AI21 Jamba MoE: 256K Context, 3X the speed. | OpenRouter | Page 1

slim dove Mar 29, 2024, 12:18 AM

#

This model card is for the base version of Jamba. It’s a pretrained, mixture-of-experts (MoE) generative text model, with 12B active parameters and a total of 52B parameters across all experts. It supports a 256K context length, and can fit up to 140K tokens on a single 80GB GPU.

AI21's blog
Weights, HF

flint perch Mar 29, 2024, 12:20 AM

#

is jamba based on mamba?

#

(duh, just opened the blog article afterwards and yeah)

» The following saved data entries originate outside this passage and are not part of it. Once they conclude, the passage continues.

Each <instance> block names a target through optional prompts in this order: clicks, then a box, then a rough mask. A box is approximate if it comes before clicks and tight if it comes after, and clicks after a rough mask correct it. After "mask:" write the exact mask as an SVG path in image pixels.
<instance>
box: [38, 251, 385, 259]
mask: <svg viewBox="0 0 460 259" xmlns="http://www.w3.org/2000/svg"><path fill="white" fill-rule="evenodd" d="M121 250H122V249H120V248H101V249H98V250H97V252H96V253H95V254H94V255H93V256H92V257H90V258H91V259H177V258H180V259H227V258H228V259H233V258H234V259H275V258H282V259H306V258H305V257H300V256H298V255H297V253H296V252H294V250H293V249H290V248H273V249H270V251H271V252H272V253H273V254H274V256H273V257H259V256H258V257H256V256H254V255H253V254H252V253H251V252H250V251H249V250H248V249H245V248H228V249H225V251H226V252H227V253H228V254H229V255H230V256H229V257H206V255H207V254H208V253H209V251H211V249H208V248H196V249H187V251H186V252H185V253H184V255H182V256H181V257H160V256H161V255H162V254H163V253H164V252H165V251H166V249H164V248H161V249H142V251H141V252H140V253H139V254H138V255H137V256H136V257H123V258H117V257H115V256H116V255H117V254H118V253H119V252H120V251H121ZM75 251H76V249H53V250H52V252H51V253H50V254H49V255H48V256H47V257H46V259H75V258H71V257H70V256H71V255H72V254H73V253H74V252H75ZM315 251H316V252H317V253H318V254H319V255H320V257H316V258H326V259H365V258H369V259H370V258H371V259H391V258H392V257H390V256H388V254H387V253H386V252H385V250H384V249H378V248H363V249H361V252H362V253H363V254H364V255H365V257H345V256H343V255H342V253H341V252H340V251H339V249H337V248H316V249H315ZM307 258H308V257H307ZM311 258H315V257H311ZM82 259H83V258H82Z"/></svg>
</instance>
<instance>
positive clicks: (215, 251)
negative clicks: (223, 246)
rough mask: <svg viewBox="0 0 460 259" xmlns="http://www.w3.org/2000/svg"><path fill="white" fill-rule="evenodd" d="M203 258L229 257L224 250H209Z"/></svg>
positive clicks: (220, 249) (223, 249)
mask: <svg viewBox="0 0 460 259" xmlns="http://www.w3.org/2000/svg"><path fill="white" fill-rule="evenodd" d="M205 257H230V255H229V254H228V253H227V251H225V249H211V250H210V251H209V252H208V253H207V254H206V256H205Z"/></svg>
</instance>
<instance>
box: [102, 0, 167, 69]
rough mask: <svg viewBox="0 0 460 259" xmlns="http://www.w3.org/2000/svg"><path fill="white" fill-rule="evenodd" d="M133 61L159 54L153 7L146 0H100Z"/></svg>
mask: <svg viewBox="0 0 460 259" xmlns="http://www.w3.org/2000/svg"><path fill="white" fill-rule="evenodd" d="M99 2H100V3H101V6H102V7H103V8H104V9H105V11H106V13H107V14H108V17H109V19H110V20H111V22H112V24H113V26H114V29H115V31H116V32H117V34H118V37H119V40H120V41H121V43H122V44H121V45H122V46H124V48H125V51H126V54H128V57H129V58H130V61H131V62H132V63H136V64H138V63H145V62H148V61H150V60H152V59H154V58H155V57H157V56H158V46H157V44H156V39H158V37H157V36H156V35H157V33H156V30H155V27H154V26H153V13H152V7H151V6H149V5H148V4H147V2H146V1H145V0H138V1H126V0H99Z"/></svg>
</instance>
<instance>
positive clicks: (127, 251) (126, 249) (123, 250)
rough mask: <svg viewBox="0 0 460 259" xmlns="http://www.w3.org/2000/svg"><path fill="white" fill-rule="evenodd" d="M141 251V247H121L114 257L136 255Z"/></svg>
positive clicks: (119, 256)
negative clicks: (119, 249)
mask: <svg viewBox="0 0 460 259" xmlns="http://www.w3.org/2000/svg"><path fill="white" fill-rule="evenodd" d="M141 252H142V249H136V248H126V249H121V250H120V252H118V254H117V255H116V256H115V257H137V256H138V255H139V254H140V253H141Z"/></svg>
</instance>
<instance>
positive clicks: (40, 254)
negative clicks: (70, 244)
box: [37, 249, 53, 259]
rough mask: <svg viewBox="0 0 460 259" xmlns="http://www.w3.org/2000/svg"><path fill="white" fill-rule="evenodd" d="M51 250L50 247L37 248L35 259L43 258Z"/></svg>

slim dove Mar 29, 2024, 12:21 AM

#

flint perch is jamba based on mamba?

Maenod probably a mix of AI21's "Jurassic" models and the name mamba.

#

so yes its mamba

mild drift Mar 29, 2024, 1:45 AM

#

Any idea if/when we will get this model to play with on OpenRouter? Looks amazing

cosmic oxide Mar 29, 2024, 4:18 AM

#

looking into it

#

looks like only a base version is available (on HF) - no instruct yet, but it's coming

mild drift Mar 29, 2024, 7:20 PM

#

are there any base versions on OpenRouter at all? I'd love to try them out for certain use cases

winter imp Mar 29, 2024, 7:36 PM

#

mild drift are there any base versions on OpenRouter at all? I'd love to try them out for c...

If you mean base versions of any model - OR has base Mixtral and Yi, for example.

glad gazelle May 2, 2024, 4:13 PM

#

Sorry to resurrect an old thread, but looks like AI21 is now publicly testing this: https://www.ai21.com/blog/announcing-jamba-instruct

Built for the Enterprise: Introducing AI21’s Jamba-Instruct Model

An instruction-tuned version of our hybrid SSM-Transformer Jamba model, Jamba-Instruct is built for reliable commercial use, with best-in-class quality and performance.

#AI21 Jamba MoE: 256K Context, 3X the speed.